[CentOS] how to increase DNS reliability?

Thu Jul 25 20:10:34 UTC 2019
hw <hw at gc-24.de>

On 7/25/19 5:14 PM, Nataraj wrote:
> On 7/25/19 6:48 AM, rainer at ultra-secure.de wrote:
>> Am 2019-07-25 15:41, schrieb hw:
>>> On 7/25/19 2:53 PM, rainer at ultra-secure.de wrote:
>>>> Am 2019-07-25 14:51, schrieb hw:
>>>>> Hi,
>>>>>
>>>>> how can DNS reliability, as experienced by clients on the LAN who are
>>>>> sending queries, be increased?
>>>>>
>>>>> Would I have to set up some sort of cluster consisting of several
>>>>> servers all providing DNS services which is reachable under a single
>>>>> IP address known to the clients?
>>>>>
>>>>> Just setting up several name servers and making them known to the
>>>>> clients
>>>>> for the clients to automatically switch isn't a good solution because
>>>>> the clients take their timeouts and users lacking even the most basic
>>>>> knowledge inevitably panic when the first name server does not answer
>>>>> queries.
>>>>
>>>> Run a local cache (unbound) and enter all your local resolvers as
>>>> upstreams.
>>>
>>> That can fail just as well --- or be even worse when the clients
>>> can't switch
>>> over anymore.  I have that and am avoiding to use it for some clients
>>> because
>>> it takes a while for the cache to get updated when I make changes.
>>>
>>> However, if that cache fails, chances are that the internet
>>> connection is also
>>> down in which case it can be troublesome to even get local host names
>>> resolved.
>>> When that happens, trouble is to be expected.
>>
>>
>> Anything else is - IMHO - much more work, much more complicated and
>> much more likely to fail, in a more spectacular way.
>> Especially all those keepalive "solutions".
>>
>> I have found that I need to restart unbound if all upstreams had failed. 
> 
> 
> Configure all dns servers as primary slaves (plus 1 primary master) for
> your own domains.  I have never seen problems with resolution of local
> dns domains when the Internet was down.

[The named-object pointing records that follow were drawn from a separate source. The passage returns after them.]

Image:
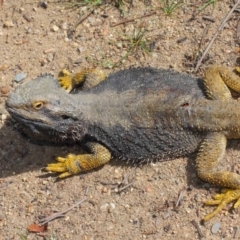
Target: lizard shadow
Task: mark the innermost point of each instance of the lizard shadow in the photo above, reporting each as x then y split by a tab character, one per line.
19	154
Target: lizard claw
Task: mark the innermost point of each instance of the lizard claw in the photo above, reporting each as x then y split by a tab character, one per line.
65	80
66	166
222	199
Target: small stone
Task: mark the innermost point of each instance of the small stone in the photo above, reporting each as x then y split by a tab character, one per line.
112	205
215	228
50	57
8	24
5	89
3	117
49	50
104	207
21	10
119	45
64	26
20	76
54	28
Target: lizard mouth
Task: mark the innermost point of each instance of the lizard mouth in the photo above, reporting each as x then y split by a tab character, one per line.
43	131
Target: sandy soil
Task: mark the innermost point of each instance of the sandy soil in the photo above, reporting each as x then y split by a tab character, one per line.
36	39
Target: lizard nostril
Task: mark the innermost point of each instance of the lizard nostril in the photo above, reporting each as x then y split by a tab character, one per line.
65	117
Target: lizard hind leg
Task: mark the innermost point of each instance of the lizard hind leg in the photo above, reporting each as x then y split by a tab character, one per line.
74	164
217	79
211	152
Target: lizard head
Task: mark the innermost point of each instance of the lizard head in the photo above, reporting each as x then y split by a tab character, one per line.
46	111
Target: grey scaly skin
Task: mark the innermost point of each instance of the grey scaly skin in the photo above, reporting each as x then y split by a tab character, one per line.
137	115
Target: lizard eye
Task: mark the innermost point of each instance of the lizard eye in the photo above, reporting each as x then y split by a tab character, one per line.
37	105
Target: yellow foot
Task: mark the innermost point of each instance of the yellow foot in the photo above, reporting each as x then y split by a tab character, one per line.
74	164
86	78
66	166
222	199
65	80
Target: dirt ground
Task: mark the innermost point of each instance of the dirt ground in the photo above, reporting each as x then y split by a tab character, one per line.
38	37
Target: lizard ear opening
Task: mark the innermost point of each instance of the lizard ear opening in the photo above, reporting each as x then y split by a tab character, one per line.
37	105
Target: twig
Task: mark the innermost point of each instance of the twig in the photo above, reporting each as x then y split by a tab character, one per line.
220	28
194	223
5	184
60	214
133	19
180	196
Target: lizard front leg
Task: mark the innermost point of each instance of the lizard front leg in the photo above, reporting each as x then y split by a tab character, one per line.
74	164
210	153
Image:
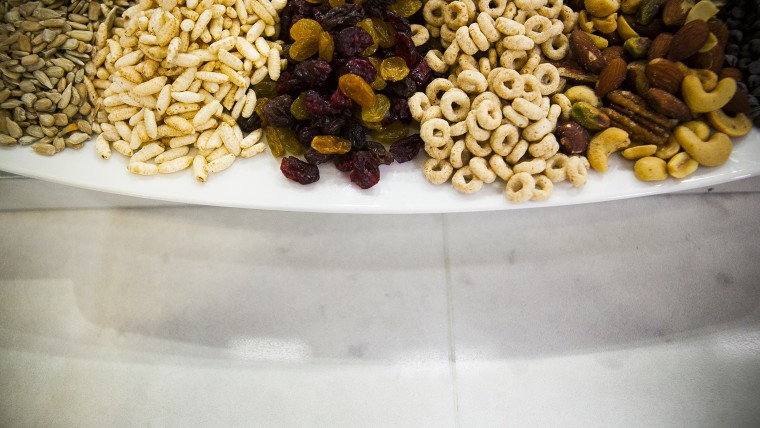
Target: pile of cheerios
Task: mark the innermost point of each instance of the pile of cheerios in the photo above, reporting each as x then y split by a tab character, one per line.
494	116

It seemed to have to do with the TTL for the local names being too short 
and DNS being designed to generally query root servers rather than 
sticking to their local information.

> Depending on the size of your network, you can run a caching server on
> each host (configured as a primary slave for your own domains) and  then
> configure that local server to use forwarders.  When you use multiple
> forwarders the local server does not have to wait for timeouts before
> querying another server.  Then you just run 2 or more servers to use for
> forwarding.  Use forward-only to force all local servers to use only
> forwarding (for security and caching reasons).  Much simpler than using
> keepalived.

Hm.  I thought about something like that, but without the separation 
into local slaves using forwarders and the forwarders.  I will probably 
do that; it seems like the most reasonable solution, and I should have 
at least one forwarder anyway so as not to leak information to the 
internet-only VLANs.  It would be an improvement in several ways and 
give better reliability.

It doesn't really help those clients I can not run name servers on, though.

 > In recent years I *have not had any* problems with bind9 or
> powerdns crashing.
> 
> As far as using the ISC server vs powerdns, you may want to check on
> peoples recent experiences.  There was a time when many thought powerdns
> had much better performance and fewer security issues.  For various
> reasons  I've seen some people including myself, switch back to ISC
> bind9.  I switched about 1.5 years ago because I was getting better
> performance from bind9.  You may want to check out other peoples
> experience before switching to powerdns.

Bind has been around for ages, and I've never had any issues with it for 
the last 25 years or so.  Just set it up and let it do its thing, and it 
does.

If there were performance problems, I imagine they would be more likely 
due to insufficient internet bandwidth.  Perhaps it would take all the 
DNS queries that come up during a week or even a month to arrive within 
a second before any performance considerations become relevant ...